Stein: Football is a game of inches

Dan Stein 

 

Dan Stein

Usually, my post-game write-up is an attempt to find a bigger meaning about the game that I just watched.

For instance, what the loss against North Carolina really meant in terms of the entire schedule.

This week, I think I will opt for a quick lesson in Football 101. After all, that is all I can deduce from the game I just watched.

Here it is: football is a game of inches.

As Al Pacino so eloquently put it in Any Given Sunday, football, just like life, comes down to the little things.

Nowhere was this more evident than against UCF.

Generally, special teams are the most overlooked part of football. Offense gets the glory stats while defense wins championships. However, neither of those will matter if special teams do not do their job.

Last week, special teams kept Miami in the game. Travis Benjamin’s returns, coupled with FSU’s mishaps on two different punts, made sure the Hurricanes were able to stick around just long enough to keep it interesting.

This week, breakdowns on both sides ensured that neither team would run away with the game.
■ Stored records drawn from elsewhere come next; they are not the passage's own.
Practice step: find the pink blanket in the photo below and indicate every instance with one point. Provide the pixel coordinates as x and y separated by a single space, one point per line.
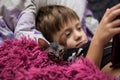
24 60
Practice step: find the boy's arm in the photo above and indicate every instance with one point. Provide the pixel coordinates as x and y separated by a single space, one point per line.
26 23
108 27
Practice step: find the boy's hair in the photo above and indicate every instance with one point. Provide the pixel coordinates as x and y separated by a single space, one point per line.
52 18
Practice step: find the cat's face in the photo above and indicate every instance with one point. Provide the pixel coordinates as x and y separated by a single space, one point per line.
55 50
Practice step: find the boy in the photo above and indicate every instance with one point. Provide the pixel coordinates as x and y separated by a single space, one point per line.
61 24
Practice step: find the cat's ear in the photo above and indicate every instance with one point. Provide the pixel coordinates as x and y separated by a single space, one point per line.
43 44
62 40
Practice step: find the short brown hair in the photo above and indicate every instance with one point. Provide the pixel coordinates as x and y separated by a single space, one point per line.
52 18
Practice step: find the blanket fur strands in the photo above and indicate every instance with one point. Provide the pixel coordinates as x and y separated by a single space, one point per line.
24 60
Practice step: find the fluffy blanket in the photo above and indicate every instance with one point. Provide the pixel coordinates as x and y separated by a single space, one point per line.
24 60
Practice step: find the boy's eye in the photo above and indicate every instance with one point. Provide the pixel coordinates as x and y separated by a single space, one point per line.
67 33
79 27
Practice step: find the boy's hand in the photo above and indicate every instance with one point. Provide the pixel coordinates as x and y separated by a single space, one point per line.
108 26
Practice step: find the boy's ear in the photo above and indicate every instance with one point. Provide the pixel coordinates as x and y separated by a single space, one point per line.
43 44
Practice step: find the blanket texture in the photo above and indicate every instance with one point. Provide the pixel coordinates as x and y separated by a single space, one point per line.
24 60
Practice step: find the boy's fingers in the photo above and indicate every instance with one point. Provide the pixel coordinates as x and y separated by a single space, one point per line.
110 10
116 30
115 23
113 15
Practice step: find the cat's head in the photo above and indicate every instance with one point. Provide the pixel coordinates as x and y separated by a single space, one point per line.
55 50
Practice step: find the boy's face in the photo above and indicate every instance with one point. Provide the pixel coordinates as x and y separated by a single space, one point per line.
72 34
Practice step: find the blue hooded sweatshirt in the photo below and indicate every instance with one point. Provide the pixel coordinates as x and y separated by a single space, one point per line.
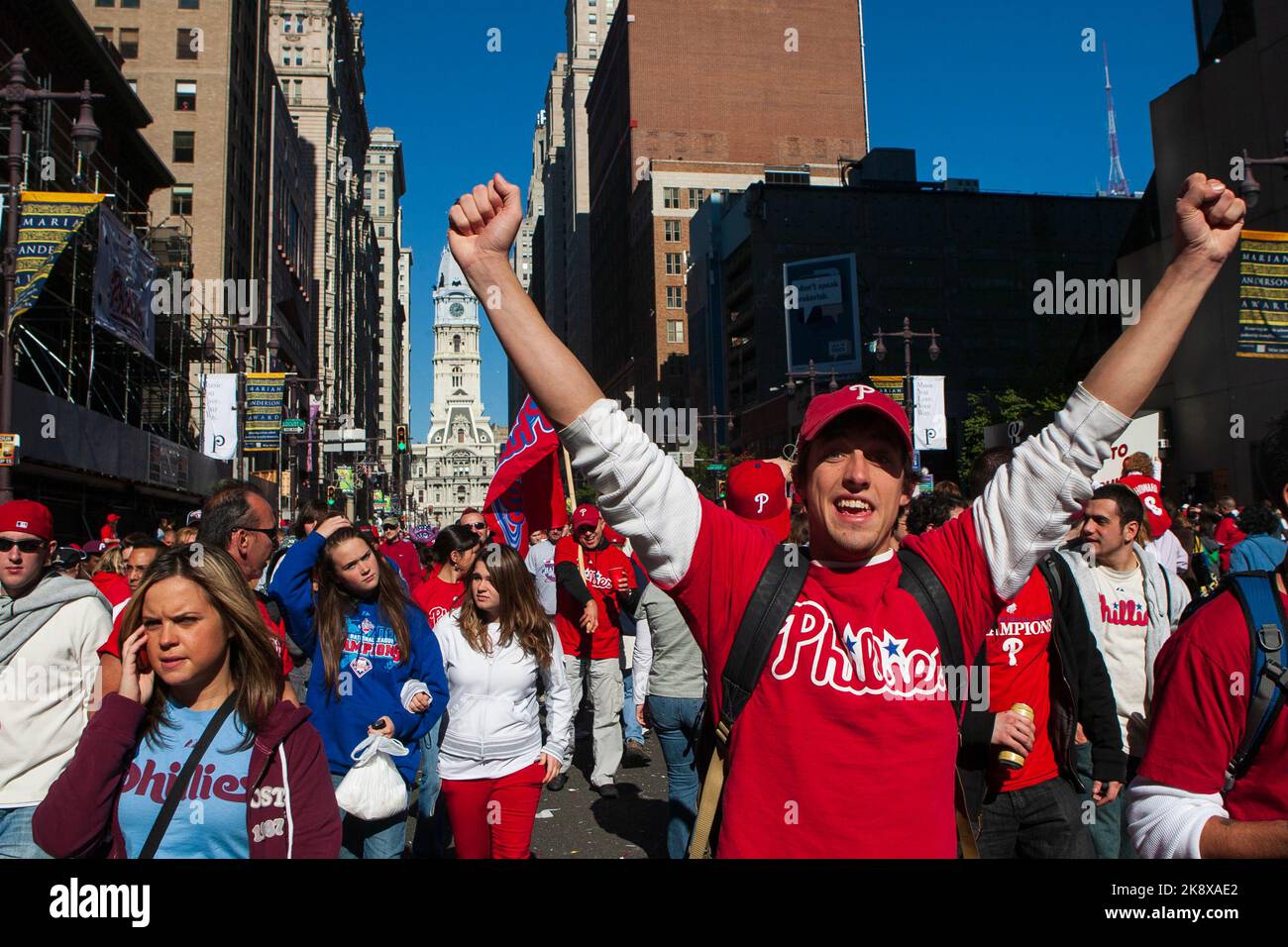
372 678
1260 553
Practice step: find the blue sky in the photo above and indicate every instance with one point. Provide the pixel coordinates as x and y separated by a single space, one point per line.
1000 89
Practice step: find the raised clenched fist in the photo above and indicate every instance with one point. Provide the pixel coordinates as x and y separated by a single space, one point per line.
1209 219
482 224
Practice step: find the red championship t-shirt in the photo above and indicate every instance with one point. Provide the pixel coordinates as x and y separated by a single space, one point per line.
848 746
437 598
277 629
1018 655
603 566
1201 710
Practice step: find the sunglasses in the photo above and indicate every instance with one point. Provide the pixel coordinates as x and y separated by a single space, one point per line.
24 545
268 531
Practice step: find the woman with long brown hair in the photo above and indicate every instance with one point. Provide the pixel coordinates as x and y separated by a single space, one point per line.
366 641
496 647
194 755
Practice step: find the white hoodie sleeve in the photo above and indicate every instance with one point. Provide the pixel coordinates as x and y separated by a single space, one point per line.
1167 822
1026 508
559 709
642 491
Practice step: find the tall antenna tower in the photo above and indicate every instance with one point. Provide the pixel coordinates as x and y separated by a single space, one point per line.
1119 185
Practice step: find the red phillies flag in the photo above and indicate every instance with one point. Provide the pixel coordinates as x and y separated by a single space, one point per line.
526 488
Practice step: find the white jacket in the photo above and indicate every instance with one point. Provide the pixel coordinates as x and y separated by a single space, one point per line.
493 727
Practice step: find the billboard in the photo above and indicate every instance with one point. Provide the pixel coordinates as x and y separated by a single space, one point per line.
820 307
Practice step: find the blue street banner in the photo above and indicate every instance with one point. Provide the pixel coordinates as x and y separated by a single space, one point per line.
265 410
123 274
1262 295
46 226
820 304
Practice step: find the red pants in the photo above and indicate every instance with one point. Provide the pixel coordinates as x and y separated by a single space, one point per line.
492 818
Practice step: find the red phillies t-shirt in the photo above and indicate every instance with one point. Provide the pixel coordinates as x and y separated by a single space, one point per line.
1198 715
848 746
600 566
1018 655
437 598
277 634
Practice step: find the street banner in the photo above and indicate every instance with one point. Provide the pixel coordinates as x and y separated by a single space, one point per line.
219 437
930 419
123 275
820 304
265 410
46 224
889 385
1262 295
526 487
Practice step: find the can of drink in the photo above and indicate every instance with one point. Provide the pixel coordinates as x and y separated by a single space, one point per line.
1009 759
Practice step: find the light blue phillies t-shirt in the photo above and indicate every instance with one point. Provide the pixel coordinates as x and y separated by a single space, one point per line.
210 821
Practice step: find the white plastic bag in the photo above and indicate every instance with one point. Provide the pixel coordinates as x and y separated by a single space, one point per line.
374 789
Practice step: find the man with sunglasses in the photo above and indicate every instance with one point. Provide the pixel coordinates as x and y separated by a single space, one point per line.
50 626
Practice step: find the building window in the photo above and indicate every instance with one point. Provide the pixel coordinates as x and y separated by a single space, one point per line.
185 43
184 95
180 200
184 146
129 44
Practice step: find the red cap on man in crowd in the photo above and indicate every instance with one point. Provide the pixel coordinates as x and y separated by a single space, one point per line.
827 407
587 514
27 515
758 491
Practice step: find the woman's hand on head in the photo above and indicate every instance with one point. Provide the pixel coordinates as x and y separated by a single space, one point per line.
137 684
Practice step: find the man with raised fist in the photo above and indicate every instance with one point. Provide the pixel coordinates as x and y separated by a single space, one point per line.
846 699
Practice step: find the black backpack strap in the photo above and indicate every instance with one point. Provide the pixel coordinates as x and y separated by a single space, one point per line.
1262 611
180 784
918 579
761 621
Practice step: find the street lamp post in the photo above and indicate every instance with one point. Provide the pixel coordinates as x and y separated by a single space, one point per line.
18 93
907 335
1250 188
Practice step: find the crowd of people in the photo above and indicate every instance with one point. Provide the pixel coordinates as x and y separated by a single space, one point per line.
1050 663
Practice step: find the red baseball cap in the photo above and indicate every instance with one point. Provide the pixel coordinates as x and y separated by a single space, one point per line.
27 515
827 407
585 515
758 491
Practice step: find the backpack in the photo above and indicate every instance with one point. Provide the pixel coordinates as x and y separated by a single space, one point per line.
768 607
1262 611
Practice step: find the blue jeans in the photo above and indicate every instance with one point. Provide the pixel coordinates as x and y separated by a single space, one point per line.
1109 828
16 834
675 720
632 727
433 831
376 839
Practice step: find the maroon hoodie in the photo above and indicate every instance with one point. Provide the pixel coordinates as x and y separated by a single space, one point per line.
290 805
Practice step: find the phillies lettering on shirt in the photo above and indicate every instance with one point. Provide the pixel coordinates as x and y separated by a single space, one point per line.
1018 651
868 770
600 566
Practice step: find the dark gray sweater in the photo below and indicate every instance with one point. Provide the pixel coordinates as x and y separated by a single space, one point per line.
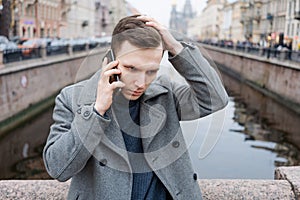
146 185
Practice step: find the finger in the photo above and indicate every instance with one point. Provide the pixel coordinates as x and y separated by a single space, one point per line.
110 65
146 18
117 84
111 72
104 62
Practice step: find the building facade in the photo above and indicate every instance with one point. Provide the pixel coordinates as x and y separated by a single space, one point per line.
292 27
209 20
231 27
179 21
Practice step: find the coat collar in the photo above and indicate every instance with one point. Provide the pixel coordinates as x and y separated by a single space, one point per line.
89 92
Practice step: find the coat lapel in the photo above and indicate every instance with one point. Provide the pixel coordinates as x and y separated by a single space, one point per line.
113 138
152 117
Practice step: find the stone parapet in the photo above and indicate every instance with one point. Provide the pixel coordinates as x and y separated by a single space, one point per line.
292 175
286 186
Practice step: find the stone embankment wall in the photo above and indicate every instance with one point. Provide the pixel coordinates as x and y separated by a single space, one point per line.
27 83
285 187
276 78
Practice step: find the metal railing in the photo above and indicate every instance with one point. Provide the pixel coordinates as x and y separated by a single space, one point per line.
19 54
267 52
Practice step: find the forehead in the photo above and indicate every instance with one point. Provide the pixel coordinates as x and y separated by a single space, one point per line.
131 55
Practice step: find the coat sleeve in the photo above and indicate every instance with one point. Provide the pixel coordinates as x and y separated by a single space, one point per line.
72 137
204 93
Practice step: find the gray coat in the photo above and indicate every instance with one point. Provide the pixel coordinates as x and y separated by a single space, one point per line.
90 149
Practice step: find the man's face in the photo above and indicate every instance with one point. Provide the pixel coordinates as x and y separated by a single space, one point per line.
139 67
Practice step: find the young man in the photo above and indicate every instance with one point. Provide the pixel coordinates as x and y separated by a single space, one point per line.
122 139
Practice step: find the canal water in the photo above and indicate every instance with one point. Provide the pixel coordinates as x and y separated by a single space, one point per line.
248 139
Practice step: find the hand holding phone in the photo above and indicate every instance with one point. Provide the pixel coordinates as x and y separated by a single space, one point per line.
110 57
107 84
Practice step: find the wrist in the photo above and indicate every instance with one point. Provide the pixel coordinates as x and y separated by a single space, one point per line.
176 48
98 110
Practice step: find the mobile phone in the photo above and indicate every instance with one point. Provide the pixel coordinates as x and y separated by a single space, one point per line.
110 57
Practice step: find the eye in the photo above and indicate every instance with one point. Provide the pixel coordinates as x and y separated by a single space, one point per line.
131 68
152 72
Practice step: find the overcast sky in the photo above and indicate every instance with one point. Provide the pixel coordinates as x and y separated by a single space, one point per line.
161 9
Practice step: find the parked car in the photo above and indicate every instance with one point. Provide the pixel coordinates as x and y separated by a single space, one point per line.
31 47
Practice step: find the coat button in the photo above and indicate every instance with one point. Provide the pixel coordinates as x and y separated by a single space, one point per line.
86 113
103 162
195 176
175 144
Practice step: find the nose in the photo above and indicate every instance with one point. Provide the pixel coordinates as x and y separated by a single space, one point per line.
141 80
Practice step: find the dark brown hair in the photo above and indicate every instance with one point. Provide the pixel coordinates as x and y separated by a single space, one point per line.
134 31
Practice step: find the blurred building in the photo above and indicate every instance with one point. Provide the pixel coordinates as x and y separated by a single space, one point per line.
179 20
210 20
37 18
292 28
5 17
231 26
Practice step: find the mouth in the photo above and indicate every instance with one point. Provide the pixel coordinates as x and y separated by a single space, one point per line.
136 92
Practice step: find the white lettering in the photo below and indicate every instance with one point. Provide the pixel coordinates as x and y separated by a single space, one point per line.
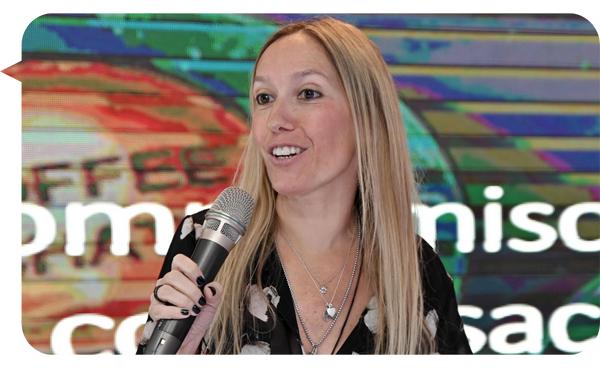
557 326
532 327
60 338
492 219
125 341
465 222
477 338
76 214
519 216
567 227
45 229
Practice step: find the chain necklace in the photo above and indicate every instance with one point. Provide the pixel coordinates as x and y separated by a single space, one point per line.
313 277
329 309
313 353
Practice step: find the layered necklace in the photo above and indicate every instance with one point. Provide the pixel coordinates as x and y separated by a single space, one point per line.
330 312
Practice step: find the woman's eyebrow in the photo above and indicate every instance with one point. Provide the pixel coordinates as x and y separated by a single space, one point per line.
297 75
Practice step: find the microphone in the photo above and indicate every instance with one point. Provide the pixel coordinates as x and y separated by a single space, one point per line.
224 225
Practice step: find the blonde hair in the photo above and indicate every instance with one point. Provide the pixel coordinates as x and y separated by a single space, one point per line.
386 188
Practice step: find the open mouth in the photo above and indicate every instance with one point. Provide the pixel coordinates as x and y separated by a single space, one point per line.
284 152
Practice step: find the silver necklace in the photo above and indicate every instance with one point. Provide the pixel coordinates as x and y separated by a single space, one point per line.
313 353
323 289
330 310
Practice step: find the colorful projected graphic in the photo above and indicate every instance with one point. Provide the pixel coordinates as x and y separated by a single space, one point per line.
128 120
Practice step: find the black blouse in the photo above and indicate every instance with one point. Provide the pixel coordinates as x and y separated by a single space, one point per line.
263 338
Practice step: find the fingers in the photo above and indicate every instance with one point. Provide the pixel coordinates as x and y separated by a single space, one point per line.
183 291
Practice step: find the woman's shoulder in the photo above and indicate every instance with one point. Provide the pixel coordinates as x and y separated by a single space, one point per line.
436 280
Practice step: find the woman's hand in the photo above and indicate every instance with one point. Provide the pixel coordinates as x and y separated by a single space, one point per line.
181 288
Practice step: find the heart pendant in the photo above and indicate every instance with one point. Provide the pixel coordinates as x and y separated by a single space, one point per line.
331 311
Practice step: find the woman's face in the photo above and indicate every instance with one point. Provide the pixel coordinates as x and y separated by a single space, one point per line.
302 123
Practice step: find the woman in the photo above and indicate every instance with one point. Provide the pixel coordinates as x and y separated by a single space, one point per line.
331 264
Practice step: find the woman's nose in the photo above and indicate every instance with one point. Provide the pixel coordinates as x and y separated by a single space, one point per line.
281 117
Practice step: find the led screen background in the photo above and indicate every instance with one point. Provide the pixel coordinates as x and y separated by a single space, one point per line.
143 115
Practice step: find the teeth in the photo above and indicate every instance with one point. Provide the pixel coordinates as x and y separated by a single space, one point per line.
286 151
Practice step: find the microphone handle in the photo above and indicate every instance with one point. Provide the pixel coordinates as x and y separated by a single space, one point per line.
169 334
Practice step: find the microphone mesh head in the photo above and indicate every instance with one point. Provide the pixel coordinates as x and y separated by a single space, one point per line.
237 203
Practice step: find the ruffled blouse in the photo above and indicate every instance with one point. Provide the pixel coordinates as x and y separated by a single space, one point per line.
278 335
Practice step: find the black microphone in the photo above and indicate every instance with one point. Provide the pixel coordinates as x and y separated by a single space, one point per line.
225 223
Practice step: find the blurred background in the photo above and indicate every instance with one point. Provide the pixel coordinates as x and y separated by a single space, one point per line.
128 120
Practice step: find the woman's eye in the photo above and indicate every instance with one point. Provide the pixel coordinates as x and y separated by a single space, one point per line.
309 94
263 98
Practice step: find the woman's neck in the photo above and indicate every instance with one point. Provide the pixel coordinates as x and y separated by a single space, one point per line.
317 226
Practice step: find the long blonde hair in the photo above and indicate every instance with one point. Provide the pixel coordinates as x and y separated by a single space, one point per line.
386 188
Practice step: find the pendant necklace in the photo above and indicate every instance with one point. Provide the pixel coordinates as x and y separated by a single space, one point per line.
313 353
330 311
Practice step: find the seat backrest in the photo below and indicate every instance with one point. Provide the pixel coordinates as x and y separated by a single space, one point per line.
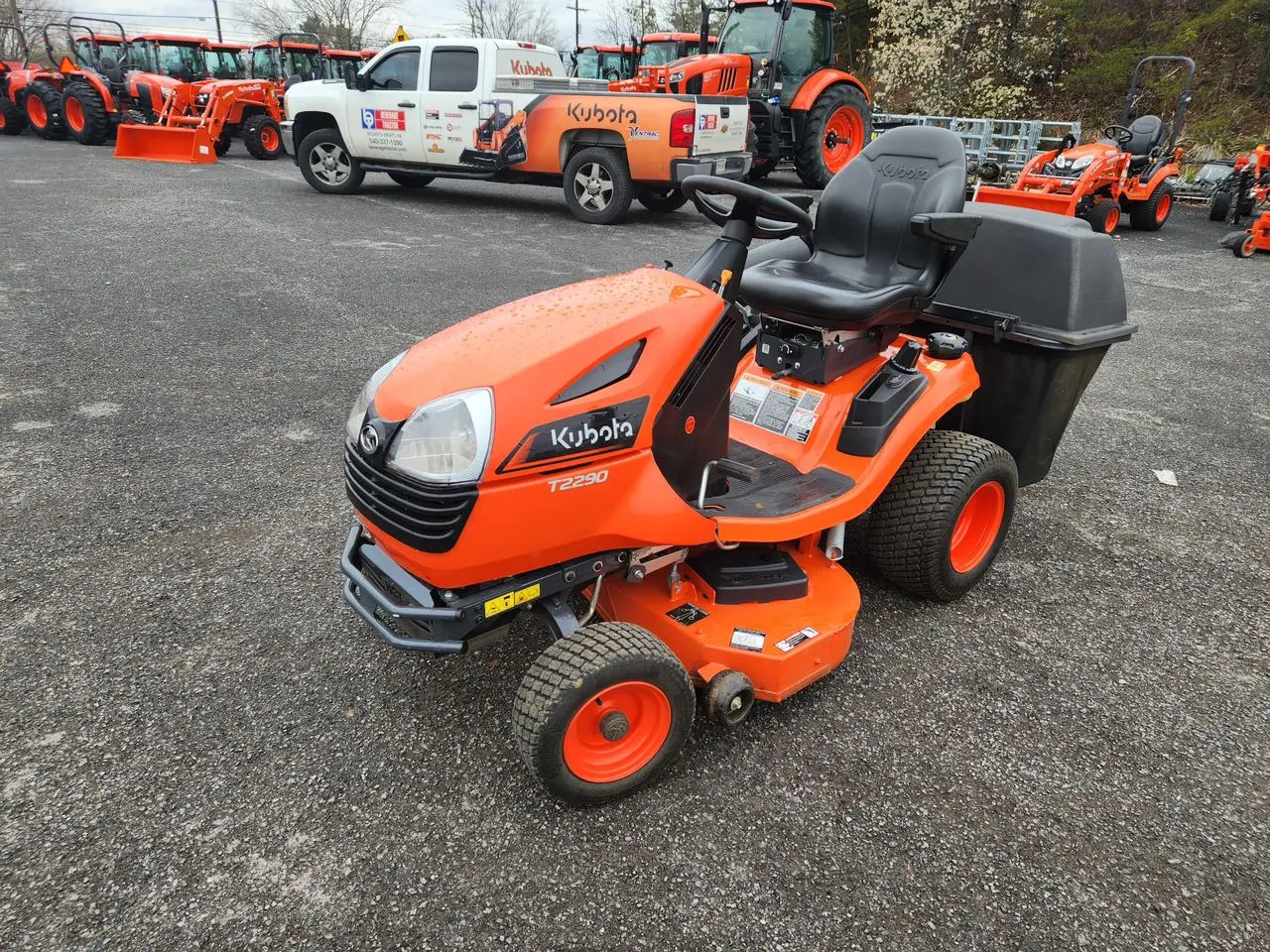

Take a look at the momentum-changing plays from Saturday’s game:

  • Matt Bosher shanked two punts. UCF’s Blake Clingan returned the favor with one of his own. It looked like my golf game.
  • UCF had a field goal taken off the scoreboard because of an illegal procedure.
  • Clingan had a punt snapped over his head that resulted in a safety.
  • Miami’s Sam Shields got flagged for a dumb penalty on punt coverage, which cost his team fifteen yards in a game largely determined by field position.
  • UCF’s Joe Burnett let a punt go through his arms inside of his own five-yard line, which led to a Miami touchdown.
  • Burnette took the ensuing kickoff more than 90 yards to the house. This was made possible only by DeMarcus Van Dyke’s holding penalty, which lead to a re-kick.

Aside from UCF’s interception return for a touchdown and Robert Marve’s touchdown pass, every game-turning play involved special teams.

A good team has to win special teams.

The little things can betray a defense that only gives up 78 total yards, while pitching a shutout (as Miami’s did).

The little things can betray an offense that overcomes its own ineptitude to score the dagger touchdown in the fourth quarter (Graig Cooper’s five-yard score).

This team is not ready to blow anyone out yet. Most games are going to be close. As we witnessed against UNC and FSU, no lead is ever safe for or against this team.

It will be the little things that keep this team from winning or losing as the schedule gets tougher.

Randy Shannon always points at one unit as the one he likes to work with: special teams.

Why? Coach Shannon has learned through years and years of football that the little things make the big things possible.